Kleintierzuchtverein H277 lud erstmals seit 2019 wieder zum Vatertagsausflug an den Steinmühlenweg

Unter den schattigen Bäumen auf dem Vereinsgelände ließ es sich auch gut aushalten, wenn gelegentlich die Sonne hinter den Wolken hervortrat.

Es gibt wieder ein lohnendes Ziel für Flörsheimer Väter und deren Anhang beim traditionellen „Vatertagausflug“ an Christi Himmelfahrt. Nach zwei Jahren Pause (aus bekannten Gründen) lud der Kleintierzuchtverein H277 wieder zum „Vatertagspicknick“ auf sein Gelände am Steinmühlenweg und stieß auf eine überwältigende Resonanz. Über die Stunden verteilt kamen Hunderte Gäste in die Wickerer Senke – und natürlich sind es nicht mehr wie einstmals vornehmlich Väter, die sich an ihrem Ehrentag bei einer Tour ins Grüne mit mehrfacher Einkehr möglichst heftig die Kante geben wollen. Familien, Freundesgruppen, Junge, Alte – alles, was die Gesellschaft zu bieten hat schaute zwischen dem späteren Vormittag und dem frühen Abend auf dem Areal vorbei.

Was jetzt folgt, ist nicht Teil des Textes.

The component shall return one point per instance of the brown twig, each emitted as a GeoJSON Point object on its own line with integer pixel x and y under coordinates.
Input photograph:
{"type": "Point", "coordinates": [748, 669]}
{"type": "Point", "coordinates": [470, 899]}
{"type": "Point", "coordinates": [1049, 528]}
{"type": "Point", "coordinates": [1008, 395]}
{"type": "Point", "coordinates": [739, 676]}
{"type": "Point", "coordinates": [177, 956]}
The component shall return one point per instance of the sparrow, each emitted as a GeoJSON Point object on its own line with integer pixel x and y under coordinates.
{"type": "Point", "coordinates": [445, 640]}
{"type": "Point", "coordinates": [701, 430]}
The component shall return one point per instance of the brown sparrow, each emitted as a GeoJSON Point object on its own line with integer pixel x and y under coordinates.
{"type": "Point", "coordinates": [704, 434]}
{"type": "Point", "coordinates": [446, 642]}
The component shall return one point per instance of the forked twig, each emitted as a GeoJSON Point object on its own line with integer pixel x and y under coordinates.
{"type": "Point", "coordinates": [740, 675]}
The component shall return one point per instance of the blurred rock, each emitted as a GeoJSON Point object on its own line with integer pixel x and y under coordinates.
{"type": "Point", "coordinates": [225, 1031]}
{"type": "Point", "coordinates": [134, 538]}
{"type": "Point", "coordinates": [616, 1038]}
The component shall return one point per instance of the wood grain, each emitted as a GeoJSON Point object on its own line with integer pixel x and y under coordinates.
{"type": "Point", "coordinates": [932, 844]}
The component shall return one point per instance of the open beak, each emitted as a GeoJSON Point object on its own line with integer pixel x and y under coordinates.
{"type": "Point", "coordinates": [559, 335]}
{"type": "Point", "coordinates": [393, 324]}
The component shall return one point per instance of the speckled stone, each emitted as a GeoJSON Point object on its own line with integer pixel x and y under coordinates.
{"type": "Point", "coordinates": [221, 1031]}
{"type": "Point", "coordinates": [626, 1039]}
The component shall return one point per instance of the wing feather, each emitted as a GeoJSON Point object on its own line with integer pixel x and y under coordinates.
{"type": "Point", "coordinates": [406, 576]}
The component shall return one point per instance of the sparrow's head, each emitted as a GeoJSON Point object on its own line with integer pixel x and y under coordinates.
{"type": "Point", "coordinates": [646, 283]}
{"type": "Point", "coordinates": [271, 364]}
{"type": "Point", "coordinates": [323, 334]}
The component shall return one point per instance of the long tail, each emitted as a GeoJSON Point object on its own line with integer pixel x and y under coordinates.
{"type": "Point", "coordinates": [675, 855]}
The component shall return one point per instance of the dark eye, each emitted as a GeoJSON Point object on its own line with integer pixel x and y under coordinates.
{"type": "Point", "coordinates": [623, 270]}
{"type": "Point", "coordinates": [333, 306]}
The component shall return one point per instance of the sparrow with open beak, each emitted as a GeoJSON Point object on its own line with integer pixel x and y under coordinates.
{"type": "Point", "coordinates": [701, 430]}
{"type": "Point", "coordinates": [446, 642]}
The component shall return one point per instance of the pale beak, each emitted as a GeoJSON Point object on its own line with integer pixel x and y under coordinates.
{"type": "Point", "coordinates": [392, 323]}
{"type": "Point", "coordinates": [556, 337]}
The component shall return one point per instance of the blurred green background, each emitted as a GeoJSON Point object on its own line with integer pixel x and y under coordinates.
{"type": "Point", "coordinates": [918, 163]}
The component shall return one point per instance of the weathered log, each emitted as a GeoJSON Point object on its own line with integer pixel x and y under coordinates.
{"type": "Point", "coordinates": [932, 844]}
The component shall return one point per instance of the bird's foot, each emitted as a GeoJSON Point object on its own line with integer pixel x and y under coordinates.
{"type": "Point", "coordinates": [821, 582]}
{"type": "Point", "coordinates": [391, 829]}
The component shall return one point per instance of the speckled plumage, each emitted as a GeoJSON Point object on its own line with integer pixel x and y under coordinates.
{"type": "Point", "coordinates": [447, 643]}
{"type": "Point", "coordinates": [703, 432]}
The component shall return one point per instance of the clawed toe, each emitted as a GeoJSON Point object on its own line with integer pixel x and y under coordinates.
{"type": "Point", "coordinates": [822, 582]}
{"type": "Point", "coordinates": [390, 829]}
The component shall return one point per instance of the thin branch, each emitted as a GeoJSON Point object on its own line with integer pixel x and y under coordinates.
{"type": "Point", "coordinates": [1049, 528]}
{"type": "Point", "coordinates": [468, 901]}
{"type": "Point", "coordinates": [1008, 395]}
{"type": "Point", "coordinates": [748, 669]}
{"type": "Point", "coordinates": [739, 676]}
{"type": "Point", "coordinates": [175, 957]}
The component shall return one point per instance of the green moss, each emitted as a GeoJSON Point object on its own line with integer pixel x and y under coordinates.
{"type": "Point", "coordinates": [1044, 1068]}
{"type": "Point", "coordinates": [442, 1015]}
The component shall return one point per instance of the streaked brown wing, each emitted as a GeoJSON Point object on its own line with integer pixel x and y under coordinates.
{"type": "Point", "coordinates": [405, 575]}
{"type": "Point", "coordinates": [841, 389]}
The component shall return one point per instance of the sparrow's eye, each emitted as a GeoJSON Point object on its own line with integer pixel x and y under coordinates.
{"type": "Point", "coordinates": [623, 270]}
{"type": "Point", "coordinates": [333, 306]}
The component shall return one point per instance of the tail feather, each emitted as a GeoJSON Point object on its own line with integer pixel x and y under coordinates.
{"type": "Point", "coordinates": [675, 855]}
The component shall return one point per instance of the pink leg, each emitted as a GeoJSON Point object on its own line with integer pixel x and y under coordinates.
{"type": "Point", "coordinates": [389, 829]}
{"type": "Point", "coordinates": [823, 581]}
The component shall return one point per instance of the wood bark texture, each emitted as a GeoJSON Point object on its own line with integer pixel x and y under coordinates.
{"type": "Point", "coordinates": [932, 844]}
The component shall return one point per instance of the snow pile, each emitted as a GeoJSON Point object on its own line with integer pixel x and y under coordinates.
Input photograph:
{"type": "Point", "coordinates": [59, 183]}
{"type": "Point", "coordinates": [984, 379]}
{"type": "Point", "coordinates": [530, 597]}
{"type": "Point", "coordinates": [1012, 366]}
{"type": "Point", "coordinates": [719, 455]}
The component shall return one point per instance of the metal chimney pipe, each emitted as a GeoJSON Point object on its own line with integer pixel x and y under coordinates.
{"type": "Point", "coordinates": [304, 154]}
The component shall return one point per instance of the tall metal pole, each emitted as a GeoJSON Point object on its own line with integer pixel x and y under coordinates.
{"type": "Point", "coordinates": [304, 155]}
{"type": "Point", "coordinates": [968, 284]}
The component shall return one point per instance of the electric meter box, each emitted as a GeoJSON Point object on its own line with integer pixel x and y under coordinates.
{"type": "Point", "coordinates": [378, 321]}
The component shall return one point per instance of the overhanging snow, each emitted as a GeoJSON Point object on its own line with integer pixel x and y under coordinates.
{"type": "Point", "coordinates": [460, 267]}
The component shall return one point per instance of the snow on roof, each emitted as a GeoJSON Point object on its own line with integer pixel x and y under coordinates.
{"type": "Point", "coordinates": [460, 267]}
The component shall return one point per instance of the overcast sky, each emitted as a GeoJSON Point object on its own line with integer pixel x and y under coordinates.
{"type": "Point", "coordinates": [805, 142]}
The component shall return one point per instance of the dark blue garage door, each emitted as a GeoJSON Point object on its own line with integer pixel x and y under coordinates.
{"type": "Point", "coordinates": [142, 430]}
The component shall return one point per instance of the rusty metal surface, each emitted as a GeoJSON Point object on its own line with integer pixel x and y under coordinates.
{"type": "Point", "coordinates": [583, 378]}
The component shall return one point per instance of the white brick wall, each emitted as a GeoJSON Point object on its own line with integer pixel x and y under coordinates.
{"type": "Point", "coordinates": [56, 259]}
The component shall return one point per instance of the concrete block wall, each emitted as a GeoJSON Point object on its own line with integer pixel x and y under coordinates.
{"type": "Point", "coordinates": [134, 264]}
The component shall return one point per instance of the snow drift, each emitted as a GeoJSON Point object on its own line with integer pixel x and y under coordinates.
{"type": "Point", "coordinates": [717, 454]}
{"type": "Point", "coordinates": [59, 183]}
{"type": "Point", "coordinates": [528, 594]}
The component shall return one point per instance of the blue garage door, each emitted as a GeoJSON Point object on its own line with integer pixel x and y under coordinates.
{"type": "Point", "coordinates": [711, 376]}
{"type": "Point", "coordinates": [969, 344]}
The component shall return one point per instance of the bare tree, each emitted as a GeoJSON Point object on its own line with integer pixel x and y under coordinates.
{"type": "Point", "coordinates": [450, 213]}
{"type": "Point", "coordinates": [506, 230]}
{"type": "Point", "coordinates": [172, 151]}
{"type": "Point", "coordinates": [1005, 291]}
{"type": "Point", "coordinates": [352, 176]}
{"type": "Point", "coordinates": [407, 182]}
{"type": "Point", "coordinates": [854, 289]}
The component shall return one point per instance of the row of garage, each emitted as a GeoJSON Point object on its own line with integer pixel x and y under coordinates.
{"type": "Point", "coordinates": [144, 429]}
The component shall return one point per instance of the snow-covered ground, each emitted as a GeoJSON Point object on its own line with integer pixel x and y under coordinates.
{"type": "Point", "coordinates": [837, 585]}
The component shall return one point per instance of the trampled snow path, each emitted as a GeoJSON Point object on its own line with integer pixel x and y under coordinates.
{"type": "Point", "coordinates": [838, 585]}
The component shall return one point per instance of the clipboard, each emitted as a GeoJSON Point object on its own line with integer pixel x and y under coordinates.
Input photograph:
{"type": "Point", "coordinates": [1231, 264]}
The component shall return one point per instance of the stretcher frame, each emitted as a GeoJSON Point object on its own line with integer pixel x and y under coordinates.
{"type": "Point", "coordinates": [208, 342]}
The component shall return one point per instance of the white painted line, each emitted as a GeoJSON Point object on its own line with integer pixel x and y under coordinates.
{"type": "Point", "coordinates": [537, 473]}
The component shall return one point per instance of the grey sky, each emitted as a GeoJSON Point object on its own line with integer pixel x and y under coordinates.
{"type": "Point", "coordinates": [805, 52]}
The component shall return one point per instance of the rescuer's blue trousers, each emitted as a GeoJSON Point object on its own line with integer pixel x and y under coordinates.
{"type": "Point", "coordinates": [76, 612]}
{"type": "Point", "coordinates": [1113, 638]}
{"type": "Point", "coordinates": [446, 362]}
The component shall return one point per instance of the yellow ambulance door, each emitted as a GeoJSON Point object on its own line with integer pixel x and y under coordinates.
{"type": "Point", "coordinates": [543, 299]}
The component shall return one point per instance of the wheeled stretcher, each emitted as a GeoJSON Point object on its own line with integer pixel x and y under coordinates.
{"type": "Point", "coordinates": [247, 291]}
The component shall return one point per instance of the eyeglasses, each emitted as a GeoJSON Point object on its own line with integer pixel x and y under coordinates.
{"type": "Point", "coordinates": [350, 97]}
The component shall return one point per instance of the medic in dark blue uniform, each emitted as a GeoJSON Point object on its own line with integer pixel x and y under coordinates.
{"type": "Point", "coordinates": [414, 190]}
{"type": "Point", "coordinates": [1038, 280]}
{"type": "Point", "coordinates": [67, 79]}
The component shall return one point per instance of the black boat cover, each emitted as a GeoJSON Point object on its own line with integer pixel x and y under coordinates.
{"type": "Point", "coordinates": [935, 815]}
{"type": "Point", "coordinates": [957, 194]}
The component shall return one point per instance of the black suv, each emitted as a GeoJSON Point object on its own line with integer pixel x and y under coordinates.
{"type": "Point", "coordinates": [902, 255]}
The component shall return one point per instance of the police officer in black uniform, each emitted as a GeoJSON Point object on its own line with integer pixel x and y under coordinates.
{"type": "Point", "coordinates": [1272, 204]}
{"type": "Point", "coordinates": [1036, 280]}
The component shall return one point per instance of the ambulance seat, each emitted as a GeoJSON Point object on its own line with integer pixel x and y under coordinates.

Der Alkohol spielt beim Vatertagspicknick nur eine Nebenrolle, nach dem Mittagstisch folgen direkt Kaffee und Kuchen. Mit 30 Sitzgarnituren hatten sich die Kleintierzüchter in diesem Jahr eingedeckt, „mehr als sonst“, wie Vorsitzende Ursula Prinz berichtete. Denn nach der Zwangspause seit 2019 und mangels Konkurrenz von anderen Veranstaltern in der Stadt kam der große Andrang nicht überraschend. Allerdings musste ein entscheidender Faktor mitspielen – und das tat er: Die Wetterlage schien am Donnerstag beim Blick in den Flörsheimer Himmel zwar etwas unsicher, aber letztlich war es bei nicht zu hohen Temperaturen und kurzen Sonnenscheinepisoden ein perfekter Ausflugstag.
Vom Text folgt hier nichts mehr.